Madison City Officials Look Ahead To Repair Flood Damage
The meeting brought together engineering officials for the city of Madison, who reviewed what occurred, and how they plan to address the damages. One of the first issues to address is identifying what damage occurred to private versus public property.
“What I really want to try to prevent is water leaving public space and entering private property and causing damage,” said Greg Fries with city engineering. “The private problem is when water is running from one private property to another, or sometimes across five or six, and it gets to that last one and enters someone’s property, and we get called to help them.”
Both public and private property throughout the city have suffered millions in damages.
“We had tallied to date $15.1 million of residential water damage, and about $2.4 million worth of business damage.
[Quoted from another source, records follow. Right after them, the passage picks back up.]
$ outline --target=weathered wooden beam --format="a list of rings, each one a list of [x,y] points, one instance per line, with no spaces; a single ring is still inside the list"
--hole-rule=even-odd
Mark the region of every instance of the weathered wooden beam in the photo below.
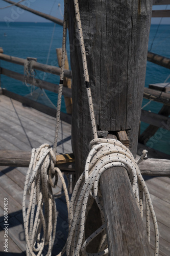
[[[72,153],[58,153],[56,166],[60,169],[75,173],[75,158]],[[29,151],[0,150],[0,166],[27,167],[31,153]],[[169,156],[170,157],[170,156]],[[156,158],[144,159],[139,163],[141,174],[151,176],[169,176],[170,160]]]
[[[29,167],[31,153],[28,151],[0,150],[0,166]],[[72,153],[58,153],[56,156],[57,164],[62,170],[74,172],[74,156]]]
[[[156,54],[153,52],[148,52],[147,60],[155,64],[164,67],[167,69],[170,69],[170,58],[166,58],[163,56]]]
[[[166,93],[166,94],[168,94]],[[168,130],[169,129],[168,118],[167,118],[166,121],[165,118],[166,118],[166,116],[168,117],[170,115],[169,106],[164,105],[161,108],[161,109],[159,111],[158,114],[159,115],[162,115],[164,117],[164,120],[162,121],[162,127],[166,127],[166,129]],[[159,118],[159,116],[156,116],[158,118]],[[159,120],[160,120],[160,118],[159,118]],[[154,122],[156,122],[156,120],[155,120]],[[147,142],[147,141],[150,139],[150,138],[154,135],[155,133],[158,131],[159,126],[155,126],[154,124],[150,124],[148,127],[147,127],[147,128],[144,130],[144,131],[139,136],[138,139],[139,142],[143,144],[145,144]],[[152,143],[153,143],[153,142]]]
[[[170,106],[170,94],[156,90],[144,88],[143,98]]]
[[[169,5],[169,0],[153,0],[153,5]]]
[[[43,104],[41,104],[40,103],[37,102],[34,100],[27,98],[26,97],[23,97],[22,96],[19,95],[16,93],[10,92],[9,91],[8,91],[4,88],[3,88],[3,94],[9,97],[11,99],[17,100],[23,104],[31,106],[39,111],[47,114],[50,116],[53,116],[54,117],[56,117],[56,110],[55,109],[46,106]],[[61,112],[60,119],[62,121],[64,121],[68,123],[71,123],[71,116],[68,114],[66,114]]]
[[[170,106],[169,108],[170,109]],[[170,118],[168,116],[142,110],[140,121],[158,127],[162,127],[168,131],[170,130]]]
[[[117,167],[105,170],[100,182],[109,255],[151,255],[146,231],[126,169]]]
[[[61,57],[62,57],[62,48],[57,48],[56,53],[58,58],[58,62],[60,68],[61,67]],[[65,52],[65,69],[69,70],[69,64],[68,61],[68,58],[67,52]],[[70,78],[68,78],[66,77],[64,77],[63,79],[63,89],[64,88],[69,88],[70,90],[71,89],[71,80]],[[68,96],[64,97],[64,101],[65,104],[65,108],[66,112],[68,114],[72,114],[72,98]]]
[[[156,10],[152,11],[152,18],[170,17],[170,10]]]
[[[1,73],[2,75],[18,80],[19,81],[21,81],[22,82],[24,81],[25,76],[23,74],[15,72],[12,70],[1,68]],[[42,80],[37,78],[34,78],[34,79],[33,79],[32,77],[30,77],[27,78],[27,83],[33,84],[34,82],[35,86],[39,87],[41,89],[47,90],[48,91],[50,91],[55,93],[58,93],[59,88],[58,84],[55,84],[55,83],[46,82],[46,81],[43,81]],[[71,97],[71,90],[69,88],[63,87],[62,94],[66,97]]]
[[[26,10],[28,12],[32,12],[34,14],[40,16],[40,17],[42,17],[43,18],[48,19],[48,20],[51,20],[51,22],[54,22],[55,23],[57,23],[57,24],[63,26],[63,22],[61,19],[56,18],[56,17],[54,17],[53,16],[46,14],[46,13],[43,13],[43,12],[41,12],[38,11],[36,11],[36,10],[30,8],[28,7],[27,6],[24,5],[24,3],[23,4],[21,5],[20,4],[17,4],[16,2],[11,1],[10,0],[3,0],[3,1],[8,3],[9,4],[15,4],[15,6],[18,6],[20,8],[23,9],[23,10]]]
[[[25,59],[7,55],[7,54],[4,54],[3,53],[0,53],[0,59],[21,66],[24,66],[25,61],[26,60]],[[60,75],[60,74],[61,69],[58,67],[54,66],[46,65],[46,64],[42,64],[41,63],[35,62],[33,65],[33,68],[34,69],[40,70],[40,71],[43,71],[43,72],[50,73],[55,75]],[[66,77],[71,78],[72,73],[71,70],[67,70],[66,69],[64,70],[64,75]]]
So that’s a total of private damage of $17.5 million,” said Janet Schmidt with city engineering. “The public damage for the public infrastructure is a little under $4 million that we’ve tallied up so far.”
In order to address some of this damage, city engineering officials said they had to prioritize what will be fixed first.
“We’re going to give priority to projects with higher multipliers of benefits,” said Fries. “It’s just a cost-benefit ratio. We have to look at the value of what was damaged, the cost to do something for it, and the higher that multiplier is, the more good we do per dollar.”
Fries said that other projects that would be prioritized were projects that would have a positive impact on emergency response routes to ensure that emergency vehicles have full access to roadways. He also said that projects that saw flood damage prior to the Aug. 20 storms would be looked at as well.
Additionally, Schwartz said that a sandbag pick up plan is in the works, and that there will be a three-week curbside collection window coming up.